A cold shower when you're in a warm apartment isn't fun, but its not threatening to your health either. A hot shower in a cold apartment can be equally shocking to the system but, ultimately its pretty benign. An ice cold shower in a 50 degree (9C) apartment is both not fun and not healthy. So, I got creative.
Or rather, I thought back to our forefathers, what would, nay, what did they do when faced with such a situation. They boiled water over a fire and then washed themselves with that warm water. And, while I didn't have a fireplace, I did have my trusty electric kettle. So, after boiling some tap water, I grabbed my pasta pot--the largest pot I own--and got into the bath tub. I carefully mixed the boiling water with the ice water from the tap. I did my best to wash my hair and while there is still a bit of shampoo residue, I deem the adventure a success.
Shower down. Next thing to tackle was the laundry. See, we have a washing machine but I have a feeling it was some factory reject the university acquired at a severely discounted price. The thing hops and dances all over the bathroom and, if you're not careful to put away the TP and anything else on top to the machine before starting a cycle, you can be sure it will end up in the toilet. This was always annoying but recently things have taken a turn for the worse. The damn thing will hop its way around, spinning 180 degrees to face the wall it came from, it makes such a racket and bangs so violently that I am beginning to worry it will dislodge the toilet at some point. It made such a hullabaloo when I used it on Saturday, I cancelled the cycle and rung out the clothes myself.
Delightful right? Well, back to the heating situation. Living in an ancient building in Turkey rarely has the charm of some reclaimed Brooklyn loft with exposed brick and wood beams. These buildings are scary and typically malfunction so often that any charm you could possibly squeeze out of anything built in the 1960s is immediately rendered worthless. The electricity just shuts off when it wants. Lightbulbs blow weekly. The circuits are tripped daily. There is some honking noise coming from the basement that Sherri and I initially and incorrectly attributed to a fog horn from the shipyard behind our building.
I wish I could say, however, that the terrible heating found in our apartment could be credited to any of the following:
1. a warm climate that so rarely requires good heating that in the occasional cold-snap, people freeze (unequivocally false)
2. its a damn old building made of uninsulated concrete with drafty, mis-shaped windows (this definitely doesn't help but it's not the whole problem)
3. a lazy foreman with only a menial knowledge of building (again, perhaps true, but then, every building nation-wide would also fall into this category)
Our university opened in 2006 and, while it was originally part of Trakya Universitesi, an enormous school, many of our buildings are brand new, like really, brand new. They are still being built around us. One thing you will see throughout these buildings, however, is the space heater. Yes, the space heater. And, I'm not talking little black box of warm-ish air, I'm talking gigantic fire-breathing fire-hazard.

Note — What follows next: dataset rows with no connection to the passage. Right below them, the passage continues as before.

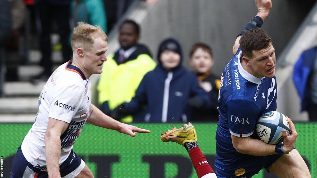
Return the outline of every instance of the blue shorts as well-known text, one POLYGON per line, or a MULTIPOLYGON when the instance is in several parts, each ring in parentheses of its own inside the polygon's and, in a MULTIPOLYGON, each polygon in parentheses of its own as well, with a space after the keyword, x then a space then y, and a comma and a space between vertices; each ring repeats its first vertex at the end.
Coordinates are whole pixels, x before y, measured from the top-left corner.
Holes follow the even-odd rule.
MULTIPOLYGON (((60 166, 61 175, 62 177, 74 178, 84 168, 85 165, 85 162, 72 150, 68 157, 60 166)), ((22 152, 21 146, 13 158, 10 174, 11 178, 49 177, 47 172, 39 170, 28 162, 22 152)))
POLYGON ((238 156, 240 157, 237 159, 235 158, 234 162, 228 158, 221 158, 222 160, 219 160, 216 156, 215 166, 217 178, 250 178, 258 174, 263 168, 269 172, 268 168, 281 156, 277 154, 264 156, 241 155, 243 156, 238 156))

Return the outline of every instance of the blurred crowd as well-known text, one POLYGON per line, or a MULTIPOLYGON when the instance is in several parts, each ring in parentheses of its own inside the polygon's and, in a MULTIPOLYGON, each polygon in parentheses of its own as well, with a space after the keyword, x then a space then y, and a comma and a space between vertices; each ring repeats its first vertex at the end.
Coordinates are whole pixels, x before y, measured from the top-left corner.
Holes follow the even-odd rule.
MULTIPOLYGON (((39 64, 44 70, 31 81, 45 81, 53 69, 52 49, 60 49, 62 63, 71 59, 69 37, 78 22, 99 25, 107 33, 134 1, 0 0, 0 96, 3 96, 8 68, 6 49, 15 45, 14 40, 8 39, 26 30, 38 34, 39 64), (26 11, 31 17, 29 30, 26 11), (59 36, 56 46, 52 46, 53 33, 59 36)), ((108 56, 97 87, 103 112, 125 122, 217 122, 220 77, 210 69, 216 62, 211 48, 198 43, 192 44, 190 51, 183 51, 178 40, 171 37, 161 41, 157 56, 153 56, 146 44, 139 42, 140 30, 132 20, 120 24, 120 48, 108 56), (183 67, 184 55, 189 57, 191 71, 183 67)), ((317 106, 316 50, 314 48, 301 56, 294 75, 302 110, 308 111, 311 120, 317 118, 314 109, 317 106)), ((23 47, 18 50, 23 53, 23 47)))

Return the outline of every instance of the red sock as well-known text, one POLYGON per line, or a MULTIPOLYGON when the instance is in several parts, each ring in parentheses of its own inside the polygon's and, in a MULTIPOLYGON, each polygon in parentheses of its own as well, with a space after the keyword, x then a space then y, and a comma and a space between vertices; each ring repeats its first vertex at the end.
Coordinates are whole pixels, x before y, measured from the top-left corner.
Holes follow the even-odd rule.
POLYGON ((188 154, 199 178, 207 174, 214 173, 199 147, 195 147, 191 149, 188 154))

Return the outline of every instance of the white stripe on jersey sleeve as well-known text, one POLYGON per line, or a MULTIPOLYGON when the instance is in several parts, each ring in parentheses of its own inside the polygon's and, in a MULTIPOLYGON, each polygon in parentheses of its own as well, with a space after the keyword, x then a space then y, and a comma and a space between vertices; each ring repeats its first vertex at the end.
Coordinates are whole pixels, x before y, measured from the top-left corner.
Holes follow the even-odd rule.
MULTIPOLYGON (((236 137, 240 137, 240 134, 235 133, 235 132, 231 131, 231 130, 229 130, 229 131, 230 131, 230 133, 231 134, 231 135, 234 135, 236 137)), ((242 137, 248 137, 251 136, 253 133, 253 131, 252 131, 252 132, 251 133, 249 133, 247 134, 243 134, 242 137)))

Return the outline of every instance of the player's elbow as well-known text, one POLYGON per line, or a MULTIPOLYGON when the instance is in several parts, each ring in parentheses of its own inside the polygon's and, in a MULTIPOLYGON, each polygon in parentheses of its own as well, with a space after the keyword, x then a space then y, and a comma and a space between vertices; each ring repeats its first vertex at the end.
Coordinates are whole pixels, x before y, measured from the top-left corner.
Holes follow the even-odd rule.
POLYGON ((235 137, 232 140, 232 145, 237 151, 242 154, 248 154, 248 137, 235 137))
POLYGON ((52 137, 54 135, 54 134, 52 133, 50 130, 47 130, 46 132, 44 135, 44 140, 47 141, 52 138, 52 137))
POLYGON ((49 140, 51 135, 51 134, 50 133, 50 132, 49 131, 47 131, 45 133, 45 135, 44 135, 44 140, 49 140))
POLYGON ((240 143, 233 143, 232 144, 233 145, 233 147, 237 151, 242 154, 245 154, 245 150, 244 149, 245 147, 242 145, 243 144, 240 143))

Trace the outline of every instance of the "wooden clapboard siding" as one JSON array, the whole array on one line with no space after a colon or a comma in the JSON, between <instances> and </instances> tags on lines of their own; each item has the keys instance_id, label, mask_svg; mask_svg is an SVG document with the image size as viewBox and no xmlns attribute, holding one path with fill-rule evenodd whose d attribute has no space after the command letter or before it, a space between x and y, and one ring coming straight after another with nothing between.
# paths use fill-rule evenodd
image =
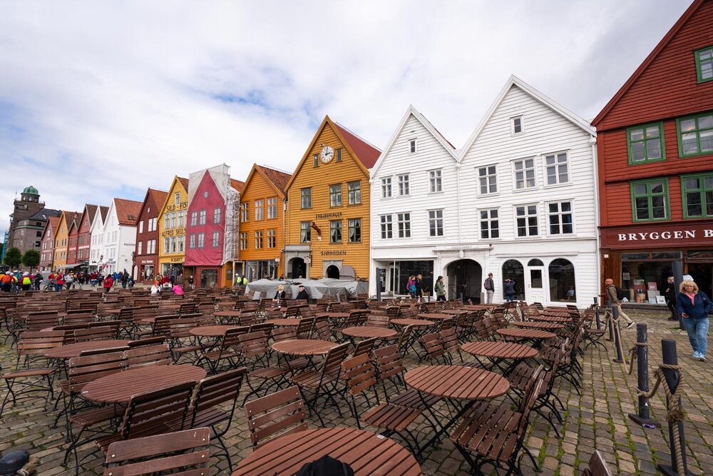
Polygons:
<instances>
[{"instance_id":1,"label":"wooden clapboard siding","mask_svg":"<svg viewBox=\"0 0 713 476\"><path fill-rule=\"evenodd\" d=\"M313 157L319 154L324 146L330 146L335 151L335 157L329 163L319 163L314 166ZM337 162L336 151L342 148L342 161ZM359 181L361 188L361 203L359 205L348 205L347 183ZM342 206L329 206L329 186L342 184ZM300 190L312 188L312 208L300 208ZM314 222L322 231L322 241L317 240L317 233L312 230L310 243L312 263L309 274L312 278L324 275L323 264L325 260L342 261L343 265L350 265L354 268L358 277L369 275L369 172L359 162L359 159L352 155L346 141L342 141L336 131L336 127L329 118L322 122L315 135L303 160L297 166L292 178L287 185L287 218L286 244L299 245L299 223L302 221ZM342 243L329 243L329 221L332 219L318 218L317 215L341 212L342 216ZM348 243L349 219L361 219L361 242ZM344 255L323 255L322 253L334 251L346 252ZM284 265L287 265L285 263Z\"/></svg>"},{"instance_id":2,"label":"wooden clapboard siding","mask_svg":"<svg viewBox=\"0 0 713 476\"><path fill-rule=\"evenodd\" d=\"M287 175L287 174L285 174ZM267 218L267 199L277 199L277 215L275 218ZM262 200L263 219L255 220L255 201ZM252 261L257 260L274 260L281 257L282 248L284 246L284 233L283 228L283 201L284 194L279 187L270 180L257 165L252 166L245 181L245 187L240 194L240 203L248 203L250 216L248 221L242 221L241 216L240 233L247 233L247 249L240 250L241 261ZM255 231L262 231L263 247L255 248ZM275 231L275 248L267 248L267 231ZM237 239L240 240L240 236ZM280 260L277 274L284 272L284 263Z\"/></svg>"}]
</instances>

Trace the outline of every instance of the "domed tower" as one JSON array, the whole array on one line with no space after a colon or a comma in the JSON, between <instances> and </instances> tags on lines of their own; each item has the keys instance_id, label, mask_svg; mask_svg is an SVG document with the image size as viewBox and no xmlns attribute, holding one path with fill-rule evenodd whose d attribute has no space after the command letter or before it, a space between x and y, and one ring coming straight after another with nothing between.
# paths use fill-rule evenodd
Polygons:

I find it hilarious, after being fined for having a coffeepot in my school dorm because it was deemed a fire hazard, that this would be allowed anywhere near a university facility. Well, I kid you not when I say, there is at least one in every single administrative office. No word yet on how many people have been maimed by the heat these things throw, or how much property damage or many people have been killed by fires started by them, but hey the radiators certainly aren't doing it.
I'll get back to you when I track down the architect and ask why central heating was not included and also, while we're at it, why on earth the building is heated by coal. Coal that belches black, filthy, choking smog into the air and into my lungs and eyes. Coal that will be outlawed in 2 years time.